Latest PMI data pointed to another deterioration in business conditions faced by Indian goods producers during June. The downturn was primarily driven by sharp contractions in both output and new orders, with regional lockdown extensions severely hampering demand conditions. That said, both rates of decline eased considerably from May, continuing the trend towards stabilisation since April's historic lows. Meanwhile, firms continued to reduce staff numbers at a marked pace.
Another key factor behind the decline in operating conditions was a further decrease in new business during June. The latest contraction extended the current sequence of falling sales to three months, although the pace of reduction decelerated to the slowest since the introduction of lockdown measures in March.
Overall demand received little support from international markets, with new export orders falling for the fourth month in a row. Although the rate of decline eased to the softest since March, it remained sharp overall. When explaining the reduction in demand, panellists often cited the coronavirus pandemic.
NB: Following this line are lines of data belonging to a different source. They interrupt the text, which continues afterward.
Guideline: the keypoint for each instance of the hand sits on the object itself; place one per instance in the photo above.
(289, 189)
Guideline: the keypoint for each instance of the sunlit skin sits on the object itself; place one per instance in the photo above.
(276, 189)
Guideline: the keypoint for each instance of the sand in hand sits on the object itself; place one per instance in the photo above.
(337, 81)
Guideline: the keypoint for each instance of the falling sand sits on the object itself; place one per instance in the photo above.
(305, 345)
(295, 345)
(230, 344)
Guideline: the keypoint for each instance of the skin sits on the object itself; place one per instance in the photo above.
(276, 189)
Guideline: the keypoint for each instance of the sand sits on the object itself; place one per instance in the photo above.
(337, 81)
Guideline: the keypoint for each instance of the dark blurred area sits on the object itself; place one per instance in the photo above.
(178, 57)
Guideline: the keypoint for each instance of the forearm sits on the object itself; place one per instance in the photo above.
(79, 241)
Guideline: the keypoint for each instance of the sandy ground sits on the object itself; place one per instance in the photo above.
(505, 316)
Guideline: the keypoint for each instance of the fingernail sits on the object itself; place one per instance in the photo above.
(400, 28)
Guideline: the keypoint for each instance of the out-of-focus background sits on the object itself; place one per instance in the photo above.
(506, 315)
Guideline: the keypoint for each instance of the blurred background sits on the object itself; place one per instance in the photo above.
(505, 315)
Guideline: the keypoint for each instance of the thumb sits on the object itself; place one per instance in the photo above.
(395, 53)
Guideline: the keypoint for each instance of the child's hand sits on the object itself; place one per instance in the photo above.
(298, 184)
Commenting on the latest survey results, Eliot Kerr, Economist at IHS Markit, said: "India's manufacturing sector moved towards stabilisation in June, with both output and new orders contracting at much softer rates than seen in April and May. However, the recent spike in new coronavirus cases and the resulting lockdown extensions have seen demand continue to weaken. "Should case numbers continue rising at their current pace, further lockdown extensions may be imposed, which would likely derail a recovery in economic conditions and prolong the woes of those most severely affected by this crisis."